With the Morceaux, Op. 49 (1906) Scriabin’s condensed polyphony and polyrhythmic style has congealed into a mature form, no longer indebted to past Romantics. Scriabin’s harmony already moves in clusters to what would become his “Prometheus” chords. Though exceedingly terse, their innate volatility impresses us via Mody’s reading. The later Scriabin becomes more chaste expressively, as we witness in Two Poemes, Op. 69 (1913), the first of which, Allegretto, poses subtle, delicate tracer in the manner of veils.
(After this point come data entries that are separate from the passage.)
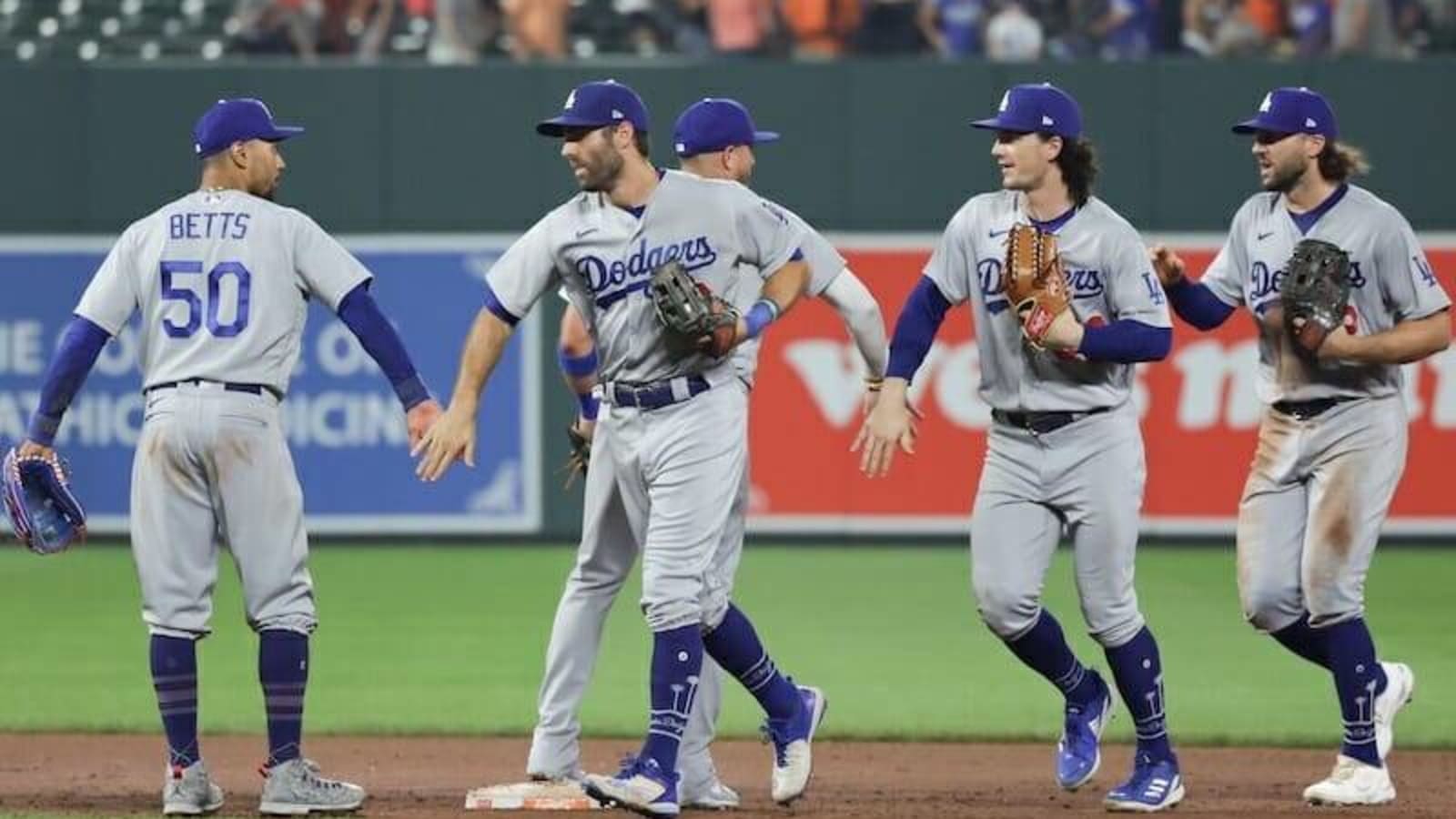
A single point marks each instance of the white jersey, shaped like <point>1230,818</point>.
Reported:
<point>824,266</point>
<point>603,257</point>
<point>222,280</point>
<point>1108,276</point>
<point>1390,281</point>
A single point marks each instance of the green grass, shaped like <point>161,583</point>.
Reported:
<point>450,640</point>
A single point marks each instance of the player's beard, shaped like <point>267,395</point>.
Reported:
<point>602,171</point>
<point>1285,177</point>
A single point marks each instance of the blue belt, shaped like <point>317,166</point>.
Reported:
<point>1307,410</point>
<point>654,395</point>
<point>1043,423</point>
<point>229,387</point>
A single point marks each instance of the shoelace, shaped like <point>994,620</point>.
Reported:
<point>781,745</point>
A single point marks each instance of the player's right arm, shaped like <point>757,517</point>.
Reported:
<point>858,308</point>
<point>946,281</point>
<point>1208,302</point>
<point>104,309</point>
<point>511,288</point>
<point>577,358</point>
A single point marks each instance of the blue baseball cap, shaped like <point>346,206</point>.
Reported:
<point>1292,111</point>
<point>593,106</point>
<point>238,120</point>
<point>1041,106</point>
<point>713,124</point>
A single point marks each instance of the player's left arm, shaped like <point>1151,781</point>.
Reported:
<point>380,339</point>
<point>1421,308</point>
<point>771,241</point>
<point>1139,329</point>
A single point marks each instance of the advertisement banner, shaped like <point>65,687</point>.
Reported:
<point>1200,419</point>
<point>344,424</point>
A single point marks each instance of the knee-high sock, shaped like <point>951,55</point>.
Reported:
<point>1139,672</point>
<point>174,678</point>
<point>1359,680</point>
<point>283,669</point>
<point>1045,649</point>
<point>1309,643</point>
<point>677,661</point>
<point>737,649</point>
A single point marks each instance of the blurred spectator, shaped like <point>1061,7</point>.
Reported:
<point>1267,16</point>
<point>820,28</point>
<point>1365,28</point>
<point>277,26</point>
<point>647,26</point>
<point>890,26</point>
<point>1220,28</point>
<point>366,26</point>
<point>538,28</point>
<point>691,29</point>
<point>1012,35</point>
<point>954,26</point>
<point>462,31</point>
<point>1111,29</point>
<point>740,26</point>
<point>1309,26</point>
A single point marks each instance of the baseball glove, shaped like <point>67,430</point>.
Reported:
<point>44,511</point>
<point>580,457</point>
<point>1033,280</point>
<point>1317,290</point>
<point>692,312</point>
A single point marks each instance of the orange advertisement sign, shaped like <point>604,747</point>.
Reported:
<point>1198,407</point>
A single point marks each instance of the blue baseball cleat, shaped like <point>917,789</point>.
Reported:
<point>1154,785</point>
<point>641,785</point>
<point>1079,751</point>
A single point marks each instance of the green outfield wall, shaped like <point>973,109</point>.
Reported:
<point>868,145</point>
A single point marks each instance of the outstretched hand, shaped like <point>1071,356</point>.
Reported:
<point>890,423</point>
<point>449,439</point>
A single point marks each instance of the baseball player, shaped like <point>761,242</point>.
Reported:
<point>713,138</point>
<point>1332,439</point>
<point>216,278</point>
<point>670,443</point>
<point>1065,453</point>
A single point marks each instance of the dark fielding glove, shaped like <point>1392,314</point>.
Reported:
<point>44,511</point>
<point>1315,290</point>
<point>693,314</point>
<point>1034,281</point>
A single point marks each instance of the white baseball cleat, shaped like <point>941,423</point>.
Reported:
<point>1400,687</point>
<point>793,739</point>
<point>1353,783</point>
<point>189,792</point>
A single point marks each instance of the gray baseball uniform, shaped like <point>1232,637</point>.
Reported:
<point>662,480</point>
<point>1332,440</point>
<point>1033,484</point>
<point>220,280</point>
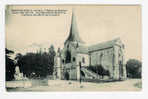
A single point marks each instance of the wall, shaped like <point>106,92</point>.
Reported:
<point>104,58</point>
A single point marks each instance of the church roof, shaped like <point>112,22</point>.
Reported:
<point>104,45</point>
<point>74,34</point>
<point>82,49</point>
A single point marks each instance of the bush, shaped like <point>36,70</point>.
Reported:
<point>99,70</point>
<point>134,68</point>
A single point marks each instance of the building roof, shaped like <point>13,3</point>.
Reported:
<point>104,45</point>
<point>82,49</point>
<point>74,34</point>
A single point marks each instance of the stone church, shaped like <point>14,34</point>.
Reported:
<point>73,60</point>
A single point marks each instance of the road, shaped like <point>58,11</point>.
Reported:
<point>61,85</point>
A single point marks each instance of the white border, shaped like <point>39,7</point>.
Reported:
<point>74,95</point>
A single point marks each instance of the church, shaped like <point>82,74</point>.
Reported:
<point>74,60</point>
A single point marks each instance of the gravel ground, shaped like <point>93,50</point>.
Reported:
<point>61,85</point>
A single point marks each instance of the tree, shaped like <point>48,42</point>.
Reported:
<point>10,66</point>
<point>38,64</point>
<point>134,68</point>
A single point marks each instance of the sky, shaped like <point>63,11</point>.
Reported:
<point>96,24</point>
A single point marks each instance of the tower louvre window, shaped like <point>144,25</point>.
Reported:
<point>83,60</point>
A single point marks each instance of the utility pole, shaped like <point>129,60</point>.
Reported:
<point>80,71</point>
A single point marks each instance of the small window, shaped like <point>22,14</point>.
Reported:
<point>83,60</point>
<point>63,61</point>
<point>74,59</point>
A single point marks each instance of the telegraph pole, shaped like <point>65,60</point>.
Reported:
<point>80,71</point>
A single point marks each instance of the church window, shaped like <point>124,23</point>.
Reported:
<point>63,61</point>
<point>68,56</point>
<point>83,60</point>
<point>74,59</point>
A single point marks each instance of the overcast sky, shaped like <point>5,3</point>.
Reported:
<point>95,24</point>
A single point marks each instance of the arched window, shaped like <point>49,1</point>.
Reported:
<point>83,60</point>
<point>68,56</point>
The second piece, Reverie, embodies in flying thirty-second notes, the composer’s Puckish striving for purity and light that suffuses his Tenth Sonata (1912-13). The Two Poemes, Op. 63 (1912) reveal the “Prometheus” Chord, built of six notes that span a fourth. Incredible concentrated, the first piece, Masque, moves down a fourth at measure 5 to a second section marked bizarre at bar 10, which vaporizes before we can grasp it. The second piece extends the impulse, Etrangete (weirdness), a series of sparkling runs that invoke Prometheus even as they scamper away.

The “big” piece in this collection doubtless looms Sonata No. 10, which attempts to distill degrees of ecstatic light, like a landscape or mindscape by Turner. Like Beethoven, Scriabin finds liberation in his trill, sometimes combining this effect with shimmering tremolos and garlands of sweeping sound. Scriabin indicates a “profound veiled ardor” for his chromatic line that opens out at bar 39, Allegro. The descending thirds in the opening section infiltrate Scriabin’s progress as he transposes his main tune down a third upon each repetition. The trills and cascades collide and compete with the development, which Mody executes with lofty vitality, as he must, to attain the puissant, radieux climax (fff) of this solipsistic vision. A huge silence ensues, answered only by the cyclical reappearance of the beginning music, the Alpha and Omega, if you will.